Despite a nearly three-decade career that won him praise and accolades, David Hare is modest about his contributions. “This Alumni Association honour makes me realize that, in some small way, I’ve made a difference to the lives of Lakehead students,” he says.

David, who recently retired as Director of Residence and Conference Services, came to Lakehead in 1991 to manage on-campus housing. His guiding philosophy can be summed up in six words – we are here for the students.

David oversaw major developments during his tenure, in particular, the expansion of the Thunder Bay campus residences and the establishment of the Orillia campus residence. In addition, he served as a Student Code of Conduct officer. In 2012, another demanding responsibility was added to David’s portfolio when he took over food services for both campuses.

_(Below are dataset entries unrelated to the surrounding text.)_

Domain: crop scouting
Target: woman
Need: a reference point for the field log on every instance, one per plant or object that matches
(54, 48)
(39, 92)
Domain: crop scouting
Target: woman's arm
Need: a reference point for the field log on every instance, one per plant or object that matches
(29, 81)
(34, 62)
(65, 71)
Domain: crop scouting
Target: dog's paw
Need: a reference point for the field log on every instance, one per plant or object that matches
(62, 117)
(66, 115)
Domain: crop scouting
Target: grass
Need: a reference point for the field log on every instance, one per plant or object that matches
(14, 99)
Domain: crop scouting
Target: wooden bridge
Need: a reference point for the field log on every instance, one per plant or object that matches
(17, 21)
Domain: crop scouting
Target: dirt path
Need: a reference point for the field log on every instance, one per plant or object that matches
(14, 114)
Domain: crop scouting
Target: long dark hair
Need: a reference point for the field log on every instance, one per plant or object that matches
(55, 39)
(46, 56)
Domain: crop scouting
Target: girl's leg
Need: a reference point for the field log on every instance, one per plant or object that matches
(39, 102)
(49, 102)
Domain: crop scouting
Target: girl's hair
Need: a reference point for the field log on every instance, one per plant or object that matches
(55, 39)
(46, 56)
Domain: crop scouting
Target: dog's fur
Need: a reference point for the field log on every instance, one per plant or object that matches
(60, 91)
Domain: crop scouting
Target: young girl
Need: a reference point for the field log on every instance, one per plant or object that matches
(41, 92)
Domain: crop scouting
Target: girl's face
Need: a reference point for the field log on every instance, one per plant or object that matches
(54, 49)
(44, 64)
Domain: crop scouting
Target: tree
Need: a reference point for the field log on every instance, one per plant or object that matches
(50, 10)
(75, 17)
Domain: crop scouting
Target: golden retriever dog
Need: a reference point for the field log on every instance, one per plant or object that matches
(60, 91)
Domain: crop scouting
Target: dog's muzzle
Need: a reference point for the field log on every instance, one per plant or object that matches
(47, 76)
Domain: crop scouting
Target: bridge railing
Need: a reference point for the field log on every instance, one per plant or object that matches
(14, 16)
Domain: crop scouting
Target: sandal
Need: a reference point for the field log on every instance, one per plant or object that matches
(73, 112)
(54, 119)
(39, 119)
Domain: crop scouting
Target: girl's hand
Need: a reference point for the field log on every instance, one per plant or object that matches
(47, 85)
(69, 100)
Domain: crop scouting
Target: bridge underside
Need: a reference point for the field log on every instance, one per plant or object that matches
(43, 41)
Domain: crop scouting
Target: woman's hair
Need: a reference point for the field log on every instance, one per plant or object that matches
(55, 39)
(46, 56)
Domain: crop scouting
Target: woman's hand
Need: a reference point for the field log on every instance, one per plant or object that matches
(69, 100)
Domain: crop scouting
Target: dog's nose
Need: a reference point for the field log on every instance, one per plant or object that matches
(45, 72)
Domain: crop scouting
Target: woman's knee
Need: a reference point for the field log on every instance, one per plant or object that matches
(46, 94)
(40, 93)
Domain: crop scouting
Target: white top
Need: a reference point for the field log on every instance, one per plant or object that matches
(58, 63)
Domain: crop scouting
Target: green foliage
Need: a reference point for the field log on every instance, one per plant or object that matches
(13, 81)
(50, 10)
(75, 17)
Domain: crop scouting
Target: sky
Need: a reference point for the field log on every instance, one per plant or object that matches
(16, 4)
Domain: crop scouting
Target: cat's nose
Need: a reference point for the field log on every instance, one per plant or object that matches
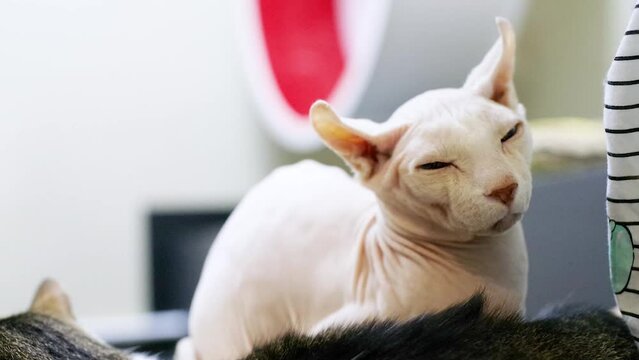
(505, 194)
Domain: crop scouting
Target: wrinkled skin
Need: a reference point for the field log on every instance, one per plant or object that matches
(430, 218)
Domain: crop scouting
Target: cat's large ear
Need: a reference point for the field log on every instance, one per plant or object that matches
(52, 301)
(363, 144)
(493, 77)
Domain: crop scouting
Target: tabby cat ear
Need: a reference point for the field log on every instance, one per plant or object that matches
(493, 77)
(52, 301)
(363, 144)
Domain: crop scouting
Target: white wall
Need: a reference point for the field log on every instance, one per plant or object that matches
(111, 108)
(108, 109)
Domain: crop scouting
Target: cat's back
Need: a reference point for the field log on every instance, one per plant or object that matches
(295, 200)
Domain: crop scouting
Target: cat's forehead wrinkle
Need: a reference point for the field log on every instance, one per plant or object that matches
(446, 106)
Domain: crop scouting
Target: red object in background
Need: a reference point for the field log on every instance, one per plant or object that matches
(304, 49)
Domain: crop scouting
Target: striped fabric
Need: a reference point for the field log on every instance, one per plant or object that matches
(621, 120)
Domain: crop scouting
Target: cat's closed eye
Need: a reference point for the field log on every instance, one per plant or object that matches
(512, 132)
(434, 165)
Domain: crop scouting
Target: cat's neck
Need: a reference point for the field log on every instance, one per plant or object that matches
(392, 224)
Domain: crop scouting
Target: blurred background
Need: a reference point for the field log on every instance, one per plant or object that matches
(119, 116)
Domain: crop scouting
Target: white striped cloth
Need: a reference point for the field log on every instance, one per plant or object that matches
(621, 120)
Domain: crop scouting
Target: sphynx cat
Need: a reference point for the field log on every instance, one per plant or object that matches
(430, 218)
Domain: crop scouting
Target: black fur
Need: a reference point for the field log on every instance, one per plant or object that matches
(466, 332)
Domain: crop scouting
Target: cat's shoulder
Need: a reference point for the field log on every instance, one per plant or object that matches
(308, 174)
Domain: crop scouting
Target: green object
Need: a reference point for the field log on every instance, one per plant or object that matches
(621, 256)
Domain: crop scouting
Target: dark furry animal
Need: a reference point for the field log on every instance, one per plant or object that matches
(31, 336)
(48, 331)
(466, 332)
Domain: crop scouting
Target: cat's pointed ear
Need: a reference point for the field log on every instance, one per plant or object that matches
(52, 301)
(363, 144)
(493, 77)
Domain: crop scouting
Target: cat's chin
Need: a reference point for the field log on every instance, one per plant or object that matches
(505, 223)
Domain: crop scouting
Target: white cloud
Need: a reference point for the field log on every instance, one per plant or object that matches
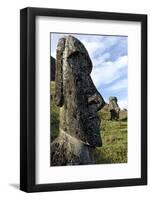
(107, 72)
(118, 86)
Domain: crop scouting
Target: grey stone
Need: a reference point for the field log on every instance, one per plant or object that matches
(114, 108)
(79, 101)
(52, 68)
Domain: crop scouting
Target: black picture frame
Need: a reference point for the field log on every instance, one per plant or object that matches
(28, 98)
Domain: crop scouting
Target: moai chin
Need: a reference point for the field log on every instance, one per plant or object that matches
(114, 108)
(79, 101)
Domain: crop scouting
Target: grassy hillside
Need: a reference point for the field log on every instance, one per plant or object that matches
(113, 133)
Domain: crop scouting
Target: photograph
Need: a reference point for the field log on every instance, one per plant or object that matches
(88, 99)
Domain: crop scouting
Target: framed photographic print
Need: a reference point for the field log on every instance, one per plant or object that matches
(83, 99)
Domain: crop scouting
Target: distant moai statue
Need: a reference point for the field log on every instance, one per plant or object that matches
(52, 68)
(79, 101)
(114, 108)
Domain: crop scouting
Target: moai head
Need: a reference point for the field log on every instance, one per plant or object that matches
(114, 107)
(76, 94)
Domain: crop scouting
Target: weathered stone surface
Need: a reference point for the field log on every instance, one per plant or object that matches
(114, 108)
(53, 68)
(79, 102)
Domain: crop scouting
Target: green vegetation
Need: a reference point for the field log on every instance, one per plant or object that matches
(114, 139)
(113, 134)
(54, 116)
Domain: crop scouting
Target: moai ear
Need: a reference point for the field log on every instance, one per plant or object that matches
(59, 73)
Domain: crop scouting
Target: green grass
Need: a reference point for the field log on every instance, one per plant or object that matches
(114, 139)
(113, 133)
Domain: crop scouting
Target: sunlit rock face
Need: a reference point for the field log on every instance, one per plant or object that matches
(114, 108)
(79, 101)
(52, 68)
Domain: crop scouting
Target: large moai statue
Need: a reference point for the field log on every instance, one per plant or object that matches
(114, 108)
(79, 101)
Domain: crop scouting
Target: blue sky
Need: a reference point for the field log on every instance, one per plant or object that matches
(109, 56)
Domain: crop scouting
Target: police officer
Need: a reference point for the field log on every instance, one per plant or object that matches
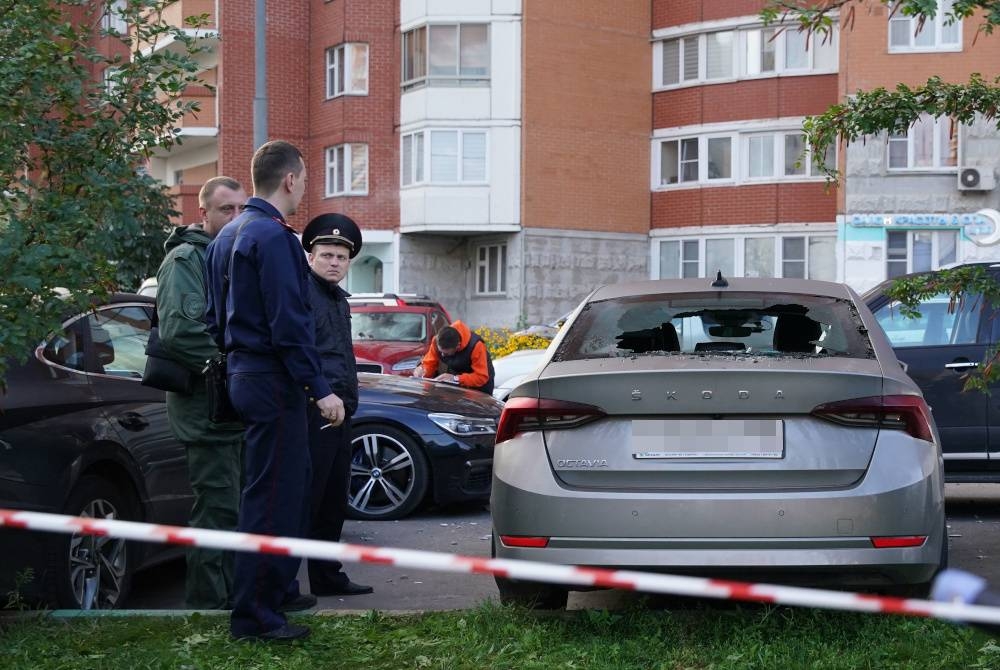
(258, 308)
(331, 241)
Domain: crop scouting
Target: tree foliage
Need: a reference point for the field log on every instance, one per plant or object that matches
(871, 113)
(82, 106)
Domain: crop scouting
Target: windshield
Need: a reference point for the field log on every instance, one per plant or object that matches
(388, 326)
(713, 324)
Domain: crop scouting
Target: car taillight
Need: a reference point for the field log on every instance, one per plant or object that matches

“David was amazing for students,” says Residence Services Associate Director Shannon Foster. Standing up for them when unpopular initiatives were proposed and intervening on their behalf was almost a regular weekly occurrence for him.

“I also can’t count the number of times David took in students without a home – often providing a meal plan at no cost – and always, always, always without taking any credit.”

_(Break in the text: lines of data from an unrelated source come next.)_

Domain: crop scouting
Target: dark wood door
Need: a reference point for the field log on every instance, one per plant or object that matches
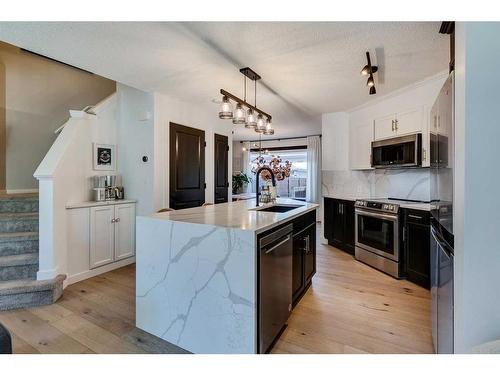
(187, 167)
(417, 248)
(338, 225)
(310, 254)
(349, 226)
(221, 150)
(328, 218)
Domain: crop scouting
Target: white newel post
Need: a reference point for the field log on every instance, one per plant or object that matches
(47, 256)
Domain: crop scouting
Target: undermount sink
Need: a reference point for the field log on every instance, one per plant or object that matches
(278, 208)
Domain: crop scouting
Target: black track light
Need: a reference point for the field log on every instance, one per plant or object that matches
(369, 70)
(370, 82)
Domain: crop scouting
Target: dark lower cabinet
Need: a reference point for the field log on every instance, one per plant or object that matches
(339, 223)
(304, 255)
(416, 244)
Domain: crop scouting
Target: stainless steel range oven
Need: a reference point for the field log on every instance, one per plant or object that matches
(377, 235)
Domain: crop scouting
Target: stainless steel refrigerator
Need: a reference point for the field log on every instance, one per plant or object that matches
(442, 238)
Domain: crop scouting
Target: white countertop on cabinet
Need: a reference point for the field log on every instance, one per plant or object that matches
(96, 204)
(238, 215)
(411, 205)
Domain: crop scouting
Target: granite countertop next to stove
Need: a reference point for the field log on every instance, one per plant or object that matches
(410, 205)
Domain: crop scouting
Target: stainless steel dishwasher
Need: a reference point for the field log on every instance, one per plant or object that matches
(275, 284)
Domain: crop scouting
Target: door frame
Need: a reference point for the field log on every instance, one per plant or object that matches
(215, 166)
(169, 152)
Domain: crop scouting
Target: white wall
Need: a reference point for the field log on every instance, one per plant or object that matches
(405, 183)
(135, 139)
(193, 115)
(477, 181)
(64, 177)
(38, 95)
(335, 138)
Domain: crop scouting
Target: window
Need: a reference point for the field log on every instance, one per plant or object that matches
(295, 185)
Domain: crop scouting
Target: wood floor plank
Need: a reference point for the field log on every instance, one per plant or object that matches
(39, 334)
(94, 337)
(96, 313)
(151, 344)
(50, 313)
(19, 346)
(350, 308)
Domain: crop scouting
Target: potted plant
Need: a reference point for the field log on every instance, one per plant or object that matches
(239, 180)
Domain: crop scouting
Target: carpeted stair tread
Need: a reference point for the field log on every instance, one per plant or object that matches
(18, 236)
(18, 260)
(28, 286)
(18, 215)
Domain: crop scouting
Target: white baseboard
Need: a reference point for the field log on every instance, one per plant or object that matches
(21, 191)
(46, 274)
(97, 271)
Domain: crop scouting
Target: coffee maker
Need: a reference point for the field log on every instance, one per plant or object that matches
(107, 188)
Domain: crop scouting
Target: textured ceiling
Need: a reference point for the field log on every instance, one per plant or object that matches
(307, 68)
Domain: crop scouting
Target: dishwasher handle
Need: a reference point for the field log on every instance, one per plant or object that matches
(287, 238)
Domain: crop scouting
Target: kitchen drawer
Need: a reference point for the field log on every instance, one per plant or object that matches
(304, 221)
(417, 217)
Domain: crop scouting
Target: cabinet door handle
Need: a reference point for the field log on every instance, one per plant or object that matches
(415, 216)
(306, 246)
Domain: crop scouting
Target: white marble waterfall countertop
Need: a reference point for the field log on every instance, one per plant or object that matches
(238, 215)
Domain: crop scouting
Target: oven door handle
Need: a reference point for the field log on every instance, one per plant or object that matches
(373, 214)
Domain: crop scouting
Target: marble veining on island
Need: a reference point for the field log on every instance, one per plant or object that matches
(196, 283)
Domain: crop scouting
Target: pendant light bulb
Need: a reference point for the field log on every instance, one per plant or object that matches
(365, 71)
(370, 82)
(226, 110)
(251, 122)
(261, 125)
(239, 115)
(269, 128)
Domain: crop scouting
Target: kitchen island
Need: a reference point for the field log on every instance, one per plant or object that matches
(197, 274)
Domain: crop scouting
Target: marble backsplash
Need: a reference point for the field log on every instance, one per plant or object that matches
(379, 183)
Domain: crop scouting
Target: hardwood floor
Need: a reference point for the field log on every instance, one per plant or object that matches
(350, 308)
(353, 308)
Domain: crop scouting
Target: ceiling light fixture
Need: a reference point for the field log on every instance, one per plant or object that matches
(369, 70)
(254, 118)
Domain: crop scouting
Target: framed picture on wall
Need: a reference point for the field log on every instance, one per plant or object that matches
(104, 157)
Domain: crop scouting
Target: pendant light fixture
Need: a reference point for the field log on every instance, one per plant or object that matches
(261, 124)
(369, 70)
(269, 129)
(254, 118)
(226, 109)
(239, 115)
(251, 121)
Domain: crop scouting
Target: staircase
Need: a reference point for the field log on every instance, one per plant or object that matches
(19, 256)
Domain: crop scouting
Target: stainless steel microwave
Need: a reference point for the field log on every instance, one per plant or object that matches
(399, 152)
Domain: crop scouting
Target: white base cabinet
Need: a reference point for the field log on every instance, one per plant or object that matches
(399, 124)
(100, 238)
(112, 233)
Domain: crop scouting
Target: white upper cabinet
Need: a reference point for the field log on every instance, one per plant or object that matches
(409, 122)
(124, 231)
(385, 127)
(360, 141)
(400, 123)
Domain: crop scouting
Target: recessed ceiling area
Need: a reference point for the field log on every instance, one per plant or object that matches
(307, 68)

One of David’s most vivid experiences, however, doesn’t involve students. Members of a remote Northern community facing a forest fire threat were evacuated to Thunder Bay and hundreds of people and pets descended on campus. Multiple issues – ranging from food and housing to security and recreation – had to be urgently addressed. “It was a challenge,” David concedes. “But thanks to the collaboration of our sister departments there was no chaos – just happy campers.”

David’s legacy is secure. He recently received a lifetime achievement award from the Ontario Association of College and University Housing Officers and the annual Lakehead award for best contributor to residence life is named after him.






2017 Alumni Honours Recipients:

As part of the 2017 Alumni Homecoming Weekend celebrations, we invited friends, colleagues and community supporters to join us in celebrating the best of Lakehead University!  Congratulations to our honourees!  




The Alumni Association of Lakehead University is pleased to announce the recipients of this year’s alumni awards.  Awards are presented at both the Thunder Bay and Orillia Alumni Homecoming Weekend celebrations.



The Alumni Honour Award is presented by the Alumni Association to general members, as defined in the constitution of the Association, who have demonstrated distinction or outstanding achievement in one of the following areas: public service; business; humanities; research; science and technology; scholarship; the arts; or, for outstanding personal service rendered to the University over a period of years.

Those chosen will be an alumnus/a whose reputation, achievements or future potential will bring honour and prestige to the Alumni Association of Lakehead University.


 Ken Boshcoff (HBA ’72)

 One of Thunder Bay’s most prominent leaders, Ken Boshcoff has a long association with Lakehead University. It’s a relationship that almost didn’t happen.

 Preparing to enter university in 1968, Ken had an offer from York but had yet to hear from Lakehead. The prospect of leaving for southern Ontario was upsetting to his widowed mother. That’s   when fate stepped in.

 “As the Westgate high school student council president, I introduced Lakehead’s athletics director Hank Akervall at a sports banquet. I told him I hadn’t heard from Lakehead’s registrar,” Ken   recalls. “The next morning, admissions called.”

 Ken credits his Lakehead instructors with setting him on a path of environmental activism. But perhaps the most significant development happened his first week on campus – he was elected to the Alma Mater Society (AMS), the precursor of the Lakehead University Student Union. Through the AMS, Ken had the opportunity to meet political activists such as Jane Fonda and great orators like former Prime Minister John Diefenbaker.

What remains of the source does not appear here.